А про красный кримпленовый костюм – это со слов Виталия – что Дрожащих съездил в Венгрию и привез оттуда красный кримпленовый костюм и какую-то необыкновенную рубашку с кружевными отворотами. В принципе, при его фигуре, худобе, я представляю – это должно было выглядеть достаточно эффектно. Такой гламурный стиль какое-то время был очень моден. Это, по-моему, с подачи «Сержанта Пеппера» – яркие костюмы типа фраков, длинные пиджаки, широкие отвороты, зауженные талии, брюки-клеш и кружевные обшлага рубашек, кружева на груди. Но и вся поэзия Славы носит отпечаток этого гламура в каком-то смысле. У него специфический вкус, скажем. Вкус, замешанный на особого рода китче, – рекламный, плакатный, неоновый, яркий, шуршащий, маскарадный, елочный. Я недавно вспоминал его стихи – они бесконечные все-таки. В них нет нужной концентрации, мне кажется. Хотя, может быть, это что-то иное просто – другой род отношения к слову или другой род творчества.

 И Беликов, когда в свое время появился на факультете, – это было очень ярко. И вот как раз его-то стихи, по контрасту со Славиными, отличались, во-первых, тематизмом – при ярком метафоризме, безусловно, энергии, но при этом – владение темой, умение развернуть, до конца ее разработать в стихе и завершить. Они в этом смысле сюжетны. Это привлекало очень. Но с Беликовым никогда не было взаимопонимания – хотя какой-то период увлечения им был. Он талантлив на самом деле, поэтому открыт в стихе, проговаривает свои темы полностью, не скрывается. Но его конфигурация мотивов, скажем так, не совсем мне близка. Само качество его личностного начала мне не близко.

... А потом, после девяностого года, ситуация изменилaсь: начали выходить книги, я тогда написал предисловие к Лаврентьеву [13], вышла передача на ТВ [14]. Потом, с девяносто третьего года, начинается проект, связанный с Димой Долматовым, я включаюсь в него, а потом от этой деятельности ответвляется фонд «Юрятин» - как наше поначалу совместное с Виталием продолжение и развитие этого сюжета.

14.01.2003 (Пермь)

 



[1] Международная конференция «Пермская поэтосфера: проект и реальность», Пермь, июнь 1994 г. 

[2] Февраль 1982 г.

[3] Ул. Куйбышева, 33 – Областной центр народного творчества, в подвале которого размещалась слайд-студия «Поиск». 

[4] Это был второй показ слайд-поэмы «В тени Кадриорга». Первый состоялся чуть раньше, на областном семинаре творческой молодежи (база отдыха «Звездный», Гайва, начало января 1982 г.).

[5] Ул. Ленина, 72 б.

[6] Скульптор А. Залазаев своего участия в этом эпизоде не припомнил. 

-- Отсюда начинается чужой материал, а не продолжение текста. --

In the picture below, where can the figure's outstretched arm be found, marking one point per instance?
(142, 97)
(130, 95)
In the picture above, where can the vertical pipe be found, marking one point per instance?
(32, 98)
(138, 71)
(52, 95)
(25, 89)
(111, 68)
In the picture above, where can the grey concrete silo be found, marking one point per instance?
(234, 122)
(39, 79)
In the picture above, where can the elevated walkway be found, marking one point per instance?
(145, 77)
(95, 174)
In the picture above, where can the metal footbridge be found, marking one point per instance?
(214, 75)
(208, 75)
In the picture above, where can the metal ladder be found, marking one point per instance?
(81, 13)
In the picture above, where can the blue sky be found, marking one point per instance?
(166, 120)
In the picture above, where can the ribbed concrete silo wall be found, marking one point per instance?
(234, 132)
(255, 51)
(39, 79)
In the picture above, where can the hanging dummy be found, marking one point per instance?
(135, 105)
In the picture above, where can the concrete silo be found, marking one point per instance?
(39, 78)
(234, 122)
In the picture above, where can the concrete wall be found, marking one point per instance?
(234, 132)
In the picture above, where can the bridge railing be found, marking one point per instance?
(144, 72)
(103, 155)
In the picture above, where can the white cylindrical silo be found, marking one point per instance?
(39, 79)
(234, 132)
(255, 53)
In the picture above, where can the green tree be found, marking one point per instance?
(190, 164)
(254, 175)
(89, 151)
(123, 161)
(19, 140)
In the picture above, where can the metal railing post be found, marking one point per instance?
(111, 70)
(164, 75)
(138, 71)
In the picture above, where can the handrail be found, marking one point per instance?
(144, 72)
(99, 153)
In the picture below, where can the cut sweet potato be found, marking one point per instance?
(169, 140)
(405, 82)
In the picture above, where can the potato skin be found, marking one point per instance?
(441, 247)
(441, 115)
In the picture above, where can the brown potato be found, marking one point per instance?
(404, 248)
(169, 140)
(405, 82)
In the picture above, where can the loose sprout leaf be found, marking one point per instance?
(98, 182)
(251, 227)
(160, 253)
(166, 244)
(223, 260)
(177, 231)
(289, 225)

[7] Народовольческая, 42 – общежитие производственного объединения «Краснокамск-Нефть», в цокольном этаже которого размещались художественные мастерские П. Печенкина, В. Смирнова, А. Безукладникова, В. Бороздина, Ю. Чернышева, В. Остапенко. 

[8] Из письма Т. Гончаровой составителю от 07.02.03:

«Хочу только заметить, что будет неверным преувеличивать мою роль в интересующих вас событиях, а также роль комсомольской газеты, ценностные ориентиры которой формировались в духоте закрытой брежневской системы /.../. 

Факт рождения в культурном пространстве Перми в конце 1970-х некого сгущения творческого, духовного поля может быть поставлен  в заслугу только самим «делателям процесса»: поэтам, художникам, актерам... «Кочегарам духа», в отличие от диссидентов конца 60-х проявившим свое инакомыслие в творческом противостоянии власти большинства и нашедшим внутреннюю свободу быть собой здесь, у себя дома. Этот процесс стал общим не только для провинций, но и для столиц: не случайно с такой  радостной готовностью на предложения о проведении в Перми творческих всесоюзных семинаров  откликались руководители литературных объединений при журналах «Юность», «Уральский следопыт», «Техника молодежи», «Вокруг света» /.../»

[9] «Топография густая треснувших зимою губ» – строчка из стихотворения В. Кальпиди «Пермь». Опубл.: Кальпиди В. Пласты. Свердловск, 1990. С. 66.

[10] Фрагмент-поэма «обмеР», опубл.: там же. С. 157.

[11] Строчка из поэмы «Распахнутые глаза». Опубл.: там же. С. 165. 

[12] См. тексты В. Кальпиди: «Дочери» («Я копил тебя в этой снующей стране...»), «Я глазею в окно...», «Ремарки», «В пути» – из книги «Пласты», 1990), «Стихи, написанные на шестнадцатилетие дочери» – из книги «Мерцание», 1995. 

[13] Лаврентьев В. Город: книга стихов. Пермь, 1990.

[14] Программа «Собеседник» Пермского областного ТВ, с участием В. Кальпиди, сентябрь 1988 г.